Il tecnico Draghi
l’acume politico

Ora che, dopo una gestazione molto riservata e di vertice, Draghi va in Parlamento, si comprenderà meglio la ragione del divario oggettivo tra gli entusiastici consensi raccolti dal presidente e il filo sottotraccia di delusione per la formazione di una squadra non certo delle meraviglie. Forse era eccessiva l’attesa, forse troppo ingenua l’idea di un governo dei migliori, forse si poteva comunque fare meglio, ma molto di più non era realisticamente possibile. La nostra è una democrazia parlamentare, non diretta, i cui pericoli proprio questa crisi ha evidenziato, tra utopie, capricci e piattaforme Rousseau per pochi intimi, e non è neppure una democrazia presidenziale, che consentirebbe scelte più ad personam, qui ferma a 8 soggetti su 23.

Della democrazia rappresentativa bisogna accettare non solo i pregi prevalenti ma anche i limiti. Il Parlamento, cioè lo strumento concreto per governare, è quello che gli elettori hanno voluto nel 2018. Già oggi non è lo specchio dell’ondata populista e sovranista di quel voto rancoroso pre Covid, ma non potendosi svolgere nuove elezioni, si possono solo fare i conti con la realtà.

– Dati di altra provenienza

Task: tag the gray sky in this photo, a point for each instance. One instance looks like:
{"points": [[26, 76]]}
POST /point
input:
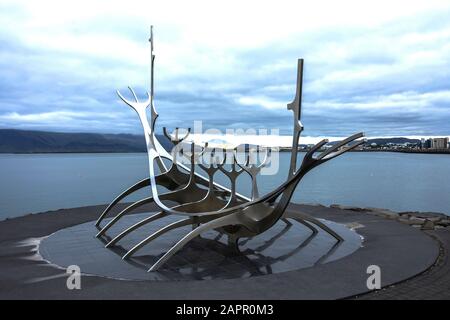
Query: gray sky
{"points": [[382, 67]]}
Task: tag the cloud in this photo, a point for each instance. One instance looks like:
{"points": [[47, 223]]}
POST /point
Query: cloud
{"points": [[382, 68]]}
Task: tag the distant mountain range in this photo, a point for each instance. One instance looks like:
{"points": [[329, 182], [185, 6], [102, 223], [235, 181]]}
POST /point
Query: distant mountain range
{"points": [[25, 141]]}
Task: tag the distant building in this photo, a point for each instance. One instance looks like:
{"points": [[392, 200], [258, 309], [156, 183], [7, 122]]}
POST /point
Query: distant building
{"points": [[428, 144], [439, 143]]}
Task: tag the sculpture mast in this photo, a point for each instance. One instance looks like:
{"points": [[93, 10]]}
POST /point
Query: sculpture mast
{"points": [[152, 63]]}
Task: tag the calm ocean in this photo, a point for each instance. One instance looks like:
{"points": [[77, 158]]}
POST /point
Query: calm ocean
{"points": [[398, 181]]}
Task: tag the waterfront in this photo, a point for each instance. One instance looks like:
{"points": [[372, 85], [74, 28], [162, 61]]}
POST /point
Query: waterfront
{"points": [[398, 181]]}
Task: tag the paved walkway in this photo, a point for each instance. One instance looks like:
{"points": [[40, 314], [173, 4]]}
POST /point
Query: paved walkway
{"points": [[400, 250], [432, 284]]}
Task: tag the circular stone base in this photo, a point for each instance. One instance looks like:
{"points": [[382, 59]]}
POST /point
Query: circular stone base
{"points": [[287, 246]]}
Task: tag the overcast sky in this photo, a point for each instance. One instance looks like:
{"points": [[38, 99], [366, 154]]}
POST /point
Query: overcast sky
{"points": [[382, 67]]}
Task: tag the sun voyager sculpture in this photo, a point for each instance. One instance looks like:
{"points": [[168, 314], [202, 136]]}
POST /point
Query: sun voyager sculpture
{"points": [[201, 202]]}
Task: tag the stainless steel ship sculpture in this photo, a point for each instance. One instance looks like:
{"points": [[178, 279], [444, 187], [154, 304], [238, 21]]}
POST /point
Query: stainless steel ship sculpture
{"points": [[205, 204]]}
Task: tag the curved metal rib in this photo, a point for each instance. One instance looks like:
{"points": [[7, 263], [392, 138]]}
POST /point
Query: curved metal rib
{"points": [[174, 225], [214, 224], [137, 186], [124, 211], [135, 226]]}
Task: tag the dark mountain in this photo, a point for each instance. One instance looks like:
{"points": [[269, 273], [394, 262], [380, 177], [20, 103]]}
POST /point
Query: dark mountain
{"points": [[24, 141]]}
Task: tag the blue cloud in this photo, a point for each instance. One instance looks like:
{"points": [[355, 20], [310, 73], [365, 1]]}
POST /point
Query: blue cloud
{"points": [[390, 79]]}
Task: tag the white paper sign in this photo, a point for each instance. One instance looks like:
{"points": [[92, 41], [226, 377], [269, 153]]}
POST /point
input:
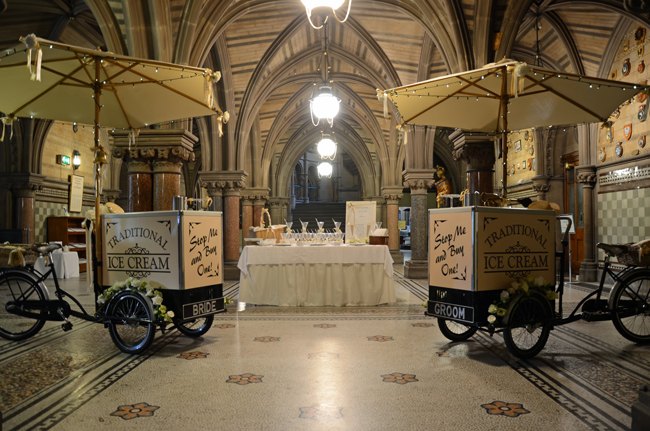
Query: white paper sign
{"points": [[360, 219]]}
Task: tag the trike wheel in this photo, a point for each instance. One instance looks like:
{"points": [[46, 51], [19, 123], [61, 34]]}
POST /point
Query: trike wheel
{"points": [[455, 331], [16, 286], [196, 327], [631, 306], [130, 322], [528, 326]]}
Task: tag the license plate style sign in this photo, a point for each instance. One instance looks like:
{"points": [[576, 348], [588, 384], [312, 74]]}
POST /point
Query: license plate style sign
{"points": [[203, 308], [452, 311]]}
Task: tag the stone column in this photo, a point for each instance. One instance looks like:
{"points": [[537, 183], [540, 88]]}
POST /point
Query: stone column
{"points": [[275, 209], [166, 184], [589, 266], [140, 183], [19, 204], [477, 150], [419, 181], [165, 150], [231, 234], [392, 195], [247, 220], [541, 186], [259, 201], [216, 193], [230, 184], [23, 216]]}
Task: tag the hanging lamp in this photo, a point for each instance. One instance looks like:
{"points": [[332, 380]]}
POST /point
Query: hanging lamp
{"points": [[334, 5], [326, 147], [325, 170]]}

Neppure super Mario può prescinderne, tanto più se i colori giallo e verde, quasi la metà delle Camere, sono sotto la sua stessa bandiera. Meglio se mai, accanto alle priorità Recovery e vaccini, forzare la mano su certi contenuti scomodi ma essenziali: prescrizione, immigrazione, pensioni, lavoro.

Del resto, se guardiamo al di là di nomi che fanno storcere il naso, Draghi ha tenuto per sé tutte le carte decisive. I capitoli principali del titanico piano di spesa dei fondi europei sono nelle mani sue, di sua fiducia diretta o di ministri che debbono chiedere il permesso: Agricoltura, Turismo, Mezzogiorno, Sanità, quest’ultima compreso il controverso sistema commissariale.

Su tutto il resto, che riguarda peraltro gli architravi del funzionamento ordinario dello Stato – Interni, Difesa, Giustizia, Scuola – i nomi offrono garanzie forti, in quanto affidate a personalità tecniche neutre o, per la Difesa, garantite dal marchio Nato, tornato di moda.

C’è, è vero, l’anomalia degli Esteri, con un deficit di autorevolezza e competenza uguale e contrario a quello del premier, ma qui garantisce Draghi stesso. La sua personalità visibile a livello mondiale soverchia talmente quella del numero due, che – come qualcuno ha scritto – gli resterà solo la relazione con l’Oceania. Controprova ne sia che per l’Europa, dove aveva ben operato Amendola, non si è ritenuto di riproporre uno specifico delegato. Sarebbe stata un’altra ombra senza sostanza. Chiunque nel mondo alzerà il telefono per comporre il prefisso 0039, cercherà direttamente Palazzo Chigi.

Rassicurati da queste considerazioni, resta solo da riflettere su un fatto e cioè che il metodo adottato nella scelta dei 15 politici, è stato realistico ma assai raffinato. Il merito va diviso con Mattarella, ma nella sostanza si può dire che Draghi abbia dimostrato acume più politico che tecnico.

Tanto più se nelle segrete stanze siano stati soppesati curricula e pizzini inviati dai capi partito, le scelte finali – in parte a sorpresa – sono state acute e in qualche caso perfidamente spiazzanti. Si pensi alla sottorappresentazione di Italia Viva o al lasciar passare i capi corrente Pd al lordo della vistosa gaffe di Zingaretti sulla rappresentanza femminile, chiesta in pubblico e contraddetta in privato. Ma dove la sottigliezza politica è stata più evidente è nelle scelte dentro il centrodestra, individuando candidati in qualche modo eterodossi, come il redivivo Brunetta, il draghiano Giorgetti o i fedelissimi di Zaia e Maroni. Forse persino Di Maio sta diventando eterodosso rispetto al corpaccione malmostoso dei 5 Stelle, lacerati da poltronite e nostalgie della foresta del vaffa.

La scommessa, tutta politica, è che gli ostaggi interni al Governo, già abituati a una dialettica interna ai loro partiti, riescano a tenerli a bada. Una scommessa pericolosa, ma vincibile almeno fino al 3 agosto, quando scatta il semestre senza elezioni. Ma è chiaro che più che mai sono i primi 100 giorni di Draghi quelli decisivi, auspicabilmente senza compromessi al ribasso.